US Supreme Court looks at the issue of executions of the mentally retarded:
Atkins v. Virginia, No. 00-8452
Does execution of a mentally retarded person violate the Eighth Amendment ban against cruel and unusual punishment? The Virginia Supreme Court said no.
The U.S. Supreme Court had agreed to revisit the constitutionality of capital punishment for the mentally retarded in McCarver V. North Carolina, No. 00-8727. But, on Sept. 25, the justices dismissed the writ of certiorari in that case as improvidently granted.
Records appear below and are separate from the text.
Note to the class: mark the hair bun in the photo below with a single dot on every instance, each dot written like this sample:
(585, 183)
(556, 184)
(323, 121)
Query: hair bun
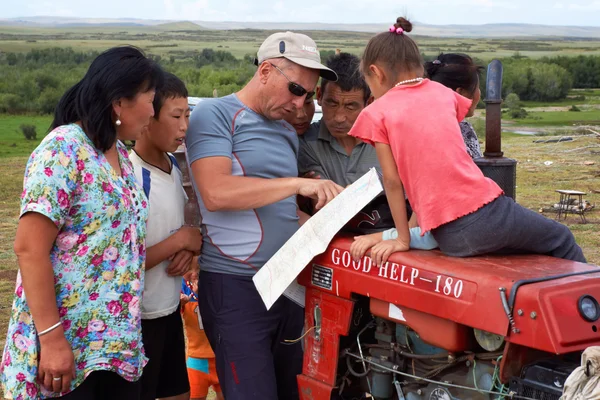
(403, 23)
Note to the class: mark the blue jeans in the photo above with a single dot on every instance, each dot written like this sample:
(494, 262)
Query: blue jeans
(503, 226)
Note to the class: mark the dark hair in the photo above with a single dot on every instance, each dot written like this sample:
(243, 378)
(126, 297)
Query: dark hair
(120, 72)
(454, 71)
(172, 88)
(398, 52)
(347, 67)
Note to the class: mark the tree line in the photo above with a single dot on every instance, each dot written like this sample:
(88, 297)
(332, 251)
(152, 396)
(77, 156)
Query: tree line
(33, 82)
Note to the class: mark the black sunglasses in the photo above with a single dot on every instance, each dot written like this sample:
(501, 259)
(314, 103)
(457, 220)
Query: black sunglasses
(294, 88)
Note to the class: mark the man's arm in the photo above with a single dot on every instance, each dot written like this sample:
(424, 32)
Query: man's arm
(222, 191)
(186, 238)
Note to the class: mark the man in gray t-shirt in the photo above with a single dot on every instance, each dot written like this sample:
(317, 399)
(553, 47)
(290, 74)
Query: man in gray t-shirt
(326, 148)
(243, 162)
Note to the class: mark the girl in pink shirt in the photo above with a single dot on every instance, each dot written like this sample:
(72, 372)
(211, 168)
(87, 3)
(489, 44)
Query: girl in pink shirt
(413, 125)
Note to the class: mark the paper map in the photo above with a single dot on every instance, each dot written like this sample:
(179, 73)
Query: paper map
(312, 239)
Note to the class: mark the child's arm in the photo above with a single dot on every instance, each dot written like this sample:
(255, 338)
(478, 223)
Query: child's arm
(186, 238)
(181, 263)
(363, 243)
(395, 195)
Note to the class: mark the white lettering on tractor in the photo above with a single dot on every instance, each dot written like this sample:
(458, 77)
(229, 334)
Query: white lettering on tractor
(444, 285)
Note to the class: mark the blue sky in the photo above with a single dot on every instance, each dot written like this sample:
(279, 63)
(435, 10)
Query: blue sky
(439, 12)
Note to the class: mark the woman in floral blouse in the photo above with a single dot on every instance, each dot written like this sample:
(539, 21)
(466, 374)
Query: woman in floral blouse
(75, 323)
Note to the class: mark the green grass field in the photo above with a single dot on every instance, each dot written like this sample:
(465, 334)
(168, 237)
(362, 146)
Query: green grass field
(175, 40)
(561, 118)
(536, 182)
(12, 141)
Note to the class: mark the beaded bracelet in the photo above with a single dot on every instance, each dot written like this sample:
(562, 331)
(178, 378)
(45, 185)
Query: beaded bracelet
(53, 327)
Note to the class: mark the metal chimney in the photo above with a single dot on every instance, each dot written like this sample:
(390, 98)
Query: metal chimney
(493, 164)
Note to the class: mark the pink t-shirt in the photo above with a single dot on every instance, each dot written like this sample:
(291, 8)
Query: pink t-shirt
(420, 124)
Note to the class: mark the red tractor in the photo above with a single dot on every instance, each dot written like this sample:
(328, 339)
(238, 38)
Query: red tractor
(425, 326)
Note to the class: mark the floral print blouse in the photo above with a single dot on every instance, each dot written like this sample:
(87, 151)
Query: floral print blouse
(98, 261)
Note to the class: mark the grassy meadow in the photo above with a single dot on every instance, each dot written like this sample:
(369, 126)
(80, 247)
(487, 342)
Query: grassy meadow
(178, 39)
(573, 164)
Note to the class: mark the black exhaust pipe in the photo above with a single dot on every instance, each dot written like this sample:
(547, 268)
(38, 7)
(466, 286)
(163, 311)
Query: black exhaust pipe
(493, 164)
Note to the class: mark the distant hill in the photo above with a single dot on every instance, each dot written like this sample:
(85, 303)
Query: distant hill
(180, 26)
(474, 31)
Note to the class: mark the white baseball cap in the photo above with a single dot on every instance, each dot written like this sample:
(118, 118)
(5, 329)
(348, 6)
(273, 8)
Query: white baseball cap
(297, 48)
The North Carolina challenge became moot after the state enacted a law banning the execution of the mentally retarded and applied the law retroactively.
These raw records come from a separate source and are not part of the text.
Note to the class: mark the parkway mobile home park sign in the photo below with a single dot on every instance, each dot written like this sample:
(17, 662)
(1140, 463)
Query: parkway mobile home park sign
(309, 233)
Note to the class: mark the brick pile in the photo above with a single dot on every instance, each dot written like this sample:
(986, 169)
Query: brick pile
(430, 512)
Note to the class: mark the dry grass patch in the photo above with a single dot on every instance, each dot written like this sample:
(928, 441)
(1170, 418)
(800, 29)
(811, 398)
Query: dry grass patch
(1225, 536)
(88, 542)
Daryl Renard Atkins, 23, has been on Virginia's death row since 1998. He was convicted of the 1996 abduction and murder of Eric Nesbitt, a U.S. airman at Langley Air Force Base in Hampton, Va. His lawyers contend he has an IQ score of 59 and no one has been executed in Virginia with a score that low.
The Virginia Supreme Court refused to overturn his sentence based on his mental retardation.
"The jury was instructed in the present case to consider any evidence in mitigation of the offense, and the jury obviously found that Atkins' IQ score did not mitigate his culpability for the murder of Nesbitt," the state high court said.
There are 38 states that permit capital punishment; of those 38 states, 20 allow executions of the mentally retarded, who are generally defined as persons with IQs lower than 70. But 18 death penalty states forbid such executions, a 9-fold increase since 1989. 12 states and the District of Columbia do not have the death penalty.
Atkins' counsel and death penalty opponents argue that the increase in states forbidding execution of the mentally retarded is crucial evidence of a national consensus that such executions are cruel and unusual.
But the state contends those executions do not contravene the practices that were condemned when the Bill of Rights was adopted or the evolving standards of decency.